Food As Medicine
A healthful diet gives you the nutrients you need to keep your body in top-flight condition. In addition, evidence suggests that eating well may prevent or minimize the risk of a long list of serious medical conditions, including heart disease, high blood pressure, and cancer.
This article describes what nutritionists know right now about how to use food to prevent, alleviate, or cure what ails you — with a couple of hints about what’s to come in the evolving world of medical nutrition.
Start with a definition. A food that acts like a medicine is one that increases or reduces your risk of a specific medical condition or cures or alleviates the effects of a medical condition. For example:
- Eating foods with lots of beta carotene (the natural chemical in deep yellow and dark green fruits and veggies that your body converts to vitamin A) — along with vitamin C, vitamin E, and zinc — protects your vision by reducing the risk of age-related degeneration of the macula, the organ at the back of your eye that enables you to perceive light.
- Eating foods, such as wheat bran, that are high in insoluble dietary fiber (the kind of fiber that doesn’t dissolve in your gut) moves food more quickly through your intestinal tract and produces soft, bulky stool that reduces your risk of constipation.

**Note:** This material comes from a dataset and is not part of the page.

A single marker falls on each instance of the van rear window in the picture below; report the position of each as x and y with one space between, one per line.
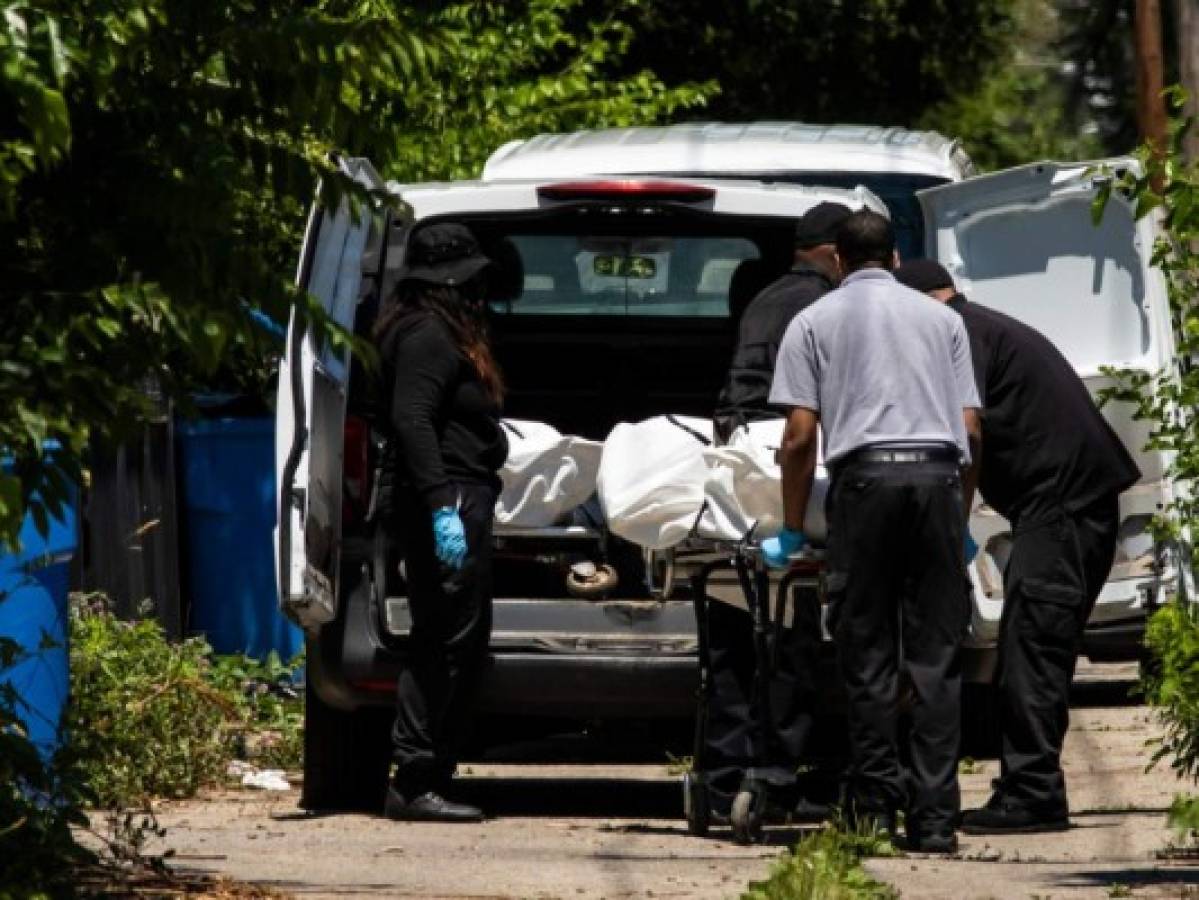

- Eating foods such as beans that are high in soluble dietary fiber (fiber that dissolves in your intestinal tract) seems to help your body mop up the cholesterol circulating in your bloodstream, preventing it from sticking to the walls of your arteries. This reduces your risk of heart disease.
- Eating sufficient amounts of calcium-rich foods ensures the growth of strong bones early in life and protects bone density later on.
- Eating very spicy foods, such as chili, makes the membrane lining your nose and throat weep a watery fluid that makes blowing your nose or coughing up mucus easier when you have a cold.
- Eating (or drinking) foods (or beverages) with mood-altering substances such as caffeine, alcohol, and phenylethylamine (PEA) may lend a lift when you’re feeling down or help you chill when you’re tense.
The joy of food-as-medicine is that it’s cheaper and much more pleasant than managing illness with drugs. Given the choice, who wouldn’t opt to control cholesterol levels with oats or chili (all those yummy beans packed with soluble dietary fiber) than with a drug whose possible side effects include kidney failure and liver damage?
Sometimes, a person with a life-threatening illness is frightened by the side effects or the lack of certainty in standard medical treatment. In desperation, he may turn down medicine and turn to diet therapy. Alas, doing this may be hazardous to his already-compromised health.
No reputable doctor denies the benefits of a healthful diet for any patient at any stage of any illness. Food not only sustains the body but also can lift the spirit. But although food and diet may enhance the effects of many common drugs, no one has found them to be an adequate, effective substitute for (among other medicines):
- Antibiotics and other drugs used to fight infections
- Vaccines or immunizations used to prevent communicable diseases
- Anticancer drugs
If your doctor suggests altering your diet to make your treatment more effective, your brain will tell you, Hey, that makes sense. But if someone suggests chucking your doctor and tossing away your medicine in favor of food therapy alone, heed the natural warning in your head. You know there’s no free lunch and — as yet — no truly magical food, either.